Data Science Basics: Power Laws and Distributions

Power laws and other relationships between observable phenomena may not seem like they are of any interest to data science, at least not to newcomers to the field, but this post provides an overview and suggests how they may be.



Power laws are a powerful class of tool which can help us better understand the world around us.

Also known as scaling laws, power laws essentially imply that a small number of occurrences of some phenomena are frequent, or very common, while a large number of of occurrences of the same phenomena are infrequent, or very rare; the exact relationship between these relative frequencies differ between power law distributions. Some of the wide array of naturally occurring and man made phenomena which power laws are able to describe include income disparities, word frequencies of a given language, city sizes, website sizes, magnitudes of earthquakes, book sales rankings, and surname popularity.

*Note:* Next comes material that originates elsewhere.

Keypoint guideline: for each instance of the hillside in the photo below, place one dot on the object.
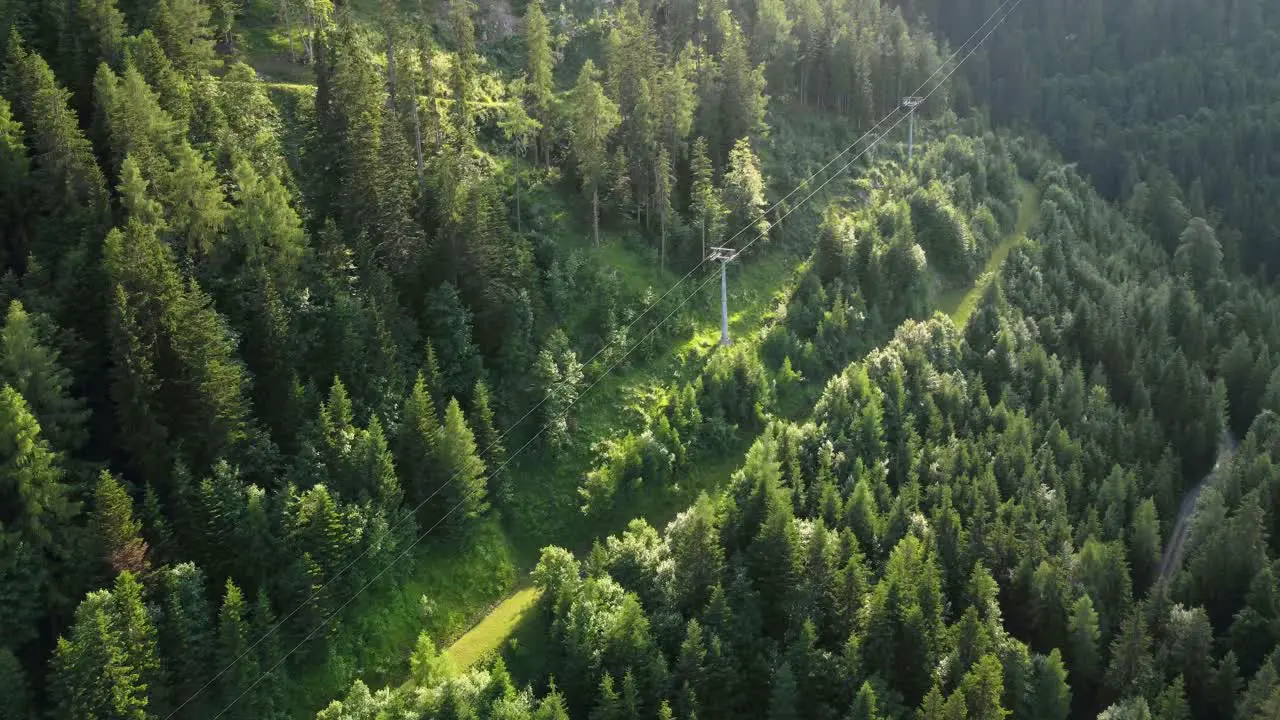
(339, 333)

The all-knowing Wikipedia more formally defines a power law as follows:

[A] power law is a functional relationship between two quantities, where a relative change in one quantity results in a proportional relative change in the other quantity, independent of the initial size of those quantities: one quantity varies as a power of another.

Contrast this concept with bell curves, such as the normal distribution, which is accurate in describing or approximating numerous phenomena as well.

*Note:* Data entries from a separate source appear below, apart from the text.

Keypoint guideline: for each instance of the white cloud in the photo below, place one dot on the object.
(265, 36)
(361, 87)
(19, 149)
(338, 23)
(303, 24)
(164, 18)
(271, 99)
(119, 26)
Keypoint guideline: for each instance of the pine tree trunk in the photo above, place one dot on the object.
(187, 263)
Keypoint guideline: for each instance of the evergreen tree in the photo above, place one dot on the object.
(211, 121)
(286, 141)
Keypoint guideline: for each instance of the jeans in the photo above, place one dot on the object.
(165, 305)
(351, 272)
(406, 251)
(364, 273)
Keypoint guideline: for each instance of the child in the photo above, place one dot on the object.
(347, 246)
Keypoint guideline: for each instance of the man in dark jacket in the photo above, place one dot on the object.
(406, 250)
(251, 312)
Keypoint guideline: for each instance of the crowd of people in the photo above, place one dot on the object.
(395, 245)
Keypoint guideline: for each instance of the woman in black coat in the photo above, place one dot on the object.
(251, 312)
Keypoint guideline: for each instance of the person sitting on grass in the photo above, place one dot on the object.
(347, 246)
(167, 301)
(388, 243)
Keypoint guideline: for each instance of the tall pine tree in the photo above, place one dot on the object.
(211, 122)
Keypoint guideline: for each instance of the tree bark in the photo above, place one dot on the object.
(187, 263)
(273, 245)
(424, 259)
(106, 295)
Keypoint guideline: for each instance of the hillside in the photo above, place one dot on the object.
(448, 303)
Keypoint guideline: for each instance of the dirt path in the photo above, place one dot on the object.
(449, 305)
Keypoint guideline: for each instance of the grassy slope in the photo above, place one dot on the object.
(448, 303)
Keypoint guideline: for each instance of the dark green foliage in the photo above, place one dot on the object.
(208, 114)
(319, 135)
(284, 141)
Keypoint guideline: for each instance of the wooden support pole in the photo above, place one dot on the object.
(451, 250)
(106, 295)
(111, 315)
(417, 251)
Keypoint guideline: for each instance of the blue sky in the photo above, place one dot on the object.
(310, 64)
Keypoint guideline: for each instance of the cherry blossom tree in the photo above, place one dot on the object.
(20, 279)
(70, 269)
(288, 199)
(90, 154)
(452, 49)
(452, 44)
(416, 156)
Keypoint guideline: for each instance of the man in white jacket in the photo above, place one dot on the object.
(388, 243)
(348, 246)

A few very simple examples of power laws include:

  • increasing x by 1 and subsequently (and always) increasing y by 3
  • the area of a square (length of a side doubles, area increases by a factor of four)
  • the frequency of words in the English language (Zipf's Law; see below)

This post will provide an overview of a few of the more popular power laws and give examples of what they describe, hopefully bringing them to the attention of new data science practitioners. Why? Well, the more ways we investigate, scrutinize, approach, and appreciate our data, the better the chances we are able to understand it, share it, and ultimately help others understand it.

Zipf's Law

Zipf's Law, named after linguist George Kinglsey Zipf, was originally intended to describe the relationship between word frequencies in document collections. Which it does quite remarkably. If a document collection's words are ordered by frequency, and y is used to describe the number of times that the xth word appears, Zipf's observation is concisely captured as y = cx-1/2 (item frequency is inversely proportional to item rank).

Zipf's Law

Curiously, Zipf's Law actually describes or approximates a whole host of phenomena beyond word frequencies as well. Famous examples include the population ranks of cities in various countries, and the population ranks of US states.

Zipf US cities
Source: www.dangreller.com/thats-just-not-normal-power-laws

You can see by the error rate that it is not perfect, but is a reasonable approximation.

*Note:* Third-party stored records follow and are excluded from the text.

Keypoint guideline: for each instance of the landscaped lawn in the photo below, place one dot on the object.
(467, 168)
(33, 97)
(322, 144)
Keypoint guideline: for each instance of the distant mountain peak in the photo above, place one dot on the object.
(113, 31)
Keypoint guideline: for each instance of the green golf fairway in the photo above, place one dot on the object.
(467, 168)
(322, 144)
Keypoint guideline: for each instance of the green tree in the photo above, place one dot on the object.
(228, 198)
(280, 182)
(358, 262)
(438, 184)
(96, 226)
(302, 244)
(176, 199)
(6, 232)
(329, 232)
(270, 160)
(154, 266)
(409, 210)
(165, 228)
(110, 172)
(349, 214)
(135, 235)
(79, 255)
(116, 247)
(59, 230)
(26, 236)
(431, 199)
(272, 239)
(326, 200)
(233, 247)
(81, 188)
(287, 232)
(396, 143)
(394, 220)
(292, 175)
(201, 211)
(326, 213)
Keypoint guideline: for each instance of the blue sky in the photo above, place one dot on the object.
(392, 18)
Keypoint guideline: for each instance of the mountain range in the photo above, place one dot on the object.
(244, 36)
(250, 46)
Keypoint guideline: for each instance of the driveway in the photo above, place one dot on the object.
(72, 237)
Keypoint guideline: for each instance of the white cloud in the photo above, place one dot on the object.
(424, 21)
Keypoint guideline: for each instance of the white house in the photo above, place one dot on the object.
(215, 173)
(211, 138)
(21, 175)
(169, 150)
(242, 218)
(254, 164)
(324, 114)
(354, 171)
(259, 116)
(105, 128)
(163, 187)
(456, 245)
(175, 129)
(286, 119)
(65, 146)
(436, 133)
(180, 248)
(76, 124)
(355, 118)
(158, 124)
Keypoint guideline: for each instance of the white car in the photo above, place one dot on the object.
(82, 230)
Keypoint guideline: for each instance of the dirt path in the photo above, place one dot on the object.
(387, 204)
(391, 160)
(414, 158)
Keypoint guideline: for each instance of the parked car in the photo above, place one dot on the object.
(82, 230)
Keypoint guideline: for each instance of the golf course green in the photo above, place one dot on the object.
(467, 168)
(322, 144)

Pareto Principle (aka The 80/20 Rule)

The Pareto Principle, named after economist Vilfredo Pareto, states that it can be approximated that 80% of the effects of some particular phenomena are a result of 20% of the phenomena's causes. The actual power law associated with this principle is the Pareto distribution, which describes, among other things, hard disk drive error rates, human settlement sizes, meteorite sizes, and oil reserve discoveries.

Pareto originally used the principle to famously describe the distribution of wealth, intimating that a majority (80%) of societal wealth is controlled by a minority (20%) of its members. The exact numbers may slide, but this principle is still applied and rigorously researched in economics today.

Lotka's Law

Lotka's Law, named after mathematician Alfred Lotka, describes author publication frequency in a given academic field. The law states that the number of authors making x academic contributions in a particular time period is a fraction of the number of authors making only one contribution; the observation is 1 / xa, where a is very close to 2 (but is academic discipline-specific). As a result, we can approximate that 1/4 the number of authors publish 2 papers as publish a single paper, 1/9 as many publish 3 papers, 1/16 publish 4 papers, and so on.

None of the above well-known laws have touched on the following phenomena, which are also approximately described by power laws and custom exponents of their very own, relationships I encourage you to seek out:

  • Product sales
  • Web graph node degrees
  • Web site sizes

Long tail
Source: www.technollama.co.uk/whatever-happened-to-the-long-tail

The Long Tail, popularized by Chris Anderson in a 2004 Wired article and followup book of the same name, is a manifestation of particular types of power laws. If you have read this far and still can't figure out how power laws can be of practical use in data science (or even much more broadly), I suggest you investigate this particular concept further, which is not nearly as revolutionary as its "discovery" and popularization suggest, but does help frame and apply the conversation.

Many power laws exist. Furthermore, there are all sorts of other relationships between phenomena in the world. Investigating and understanding as many relationships as possible can be very insightful for data scientists looking to make sense of the data they are studying, and wanting to put it in terms others can understand. Beware the flip side, however; not all relationships can be approximated as such, and trying to force data into an artificial description can be misleading. Power laws (and descriptive relationships, in general) should be treated as another potential tool at your disposal.